Friday, September 22, 2006

Harlan sues (again)

Author Harlan Ellison is no stranger to controversy or to legal proceedings. News spread out over the comics web community this week that he is once more suing someone, this time Fantagraphics comics (Gary Groth of Fanta and Harlan have a long and well known animosity between them). Harlan says that using his name on a recent Comics Journal Library book on writers invades his privacy and is also suing for defamation over the reprinting of an article from decades ago which in turn was itself subject of a legal tussle. The language Ellison has used to describe Groth has not exactly been restrained or terribly legal; in fact it seemed rather distasteful to me.

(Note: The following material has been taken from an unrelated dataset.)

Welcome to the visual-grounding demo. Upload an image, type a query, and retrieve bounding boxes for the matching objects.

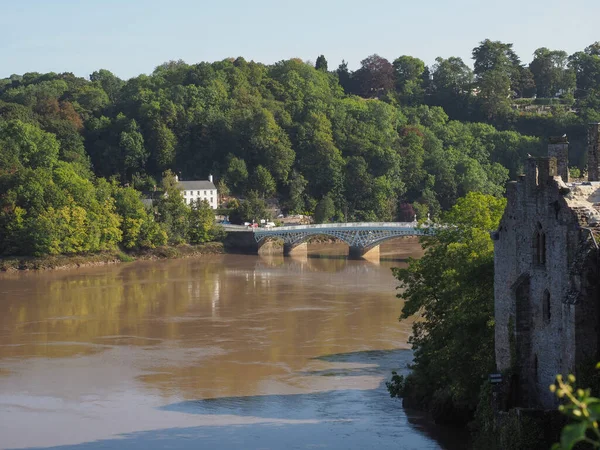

I'm not going to say too much other than reporting the case, just in case his legal harpies are loosed in my direction, except to say two things.

First, given that Harlan was only a few weeks ago lambasted on many SF sites and blogs across the world for his disgraceful behaviour at the Hugo awards where he groped fellow author Connie Willis' breast I'd have thought he'd want to keep a lower profile for a while. He did issue a form of apology but then later issued more which seemed to infer he wasn't that guilty and that 'jerkwad blogs' were blowing it all out of proportion and didn't sit to well with his first posting. Second is that Fantagraphics is probably the best indy publisher in comics and beloved of readers because it is run by people who do it because they love the medium, not because they are trying to make a quick buck. Attacking them is unlikely to prove popular with the comics community and since Harlan has another volume of his Dream Corridor graphic novel coming up in the near future pissing off the comics fans is unlikely to help sales.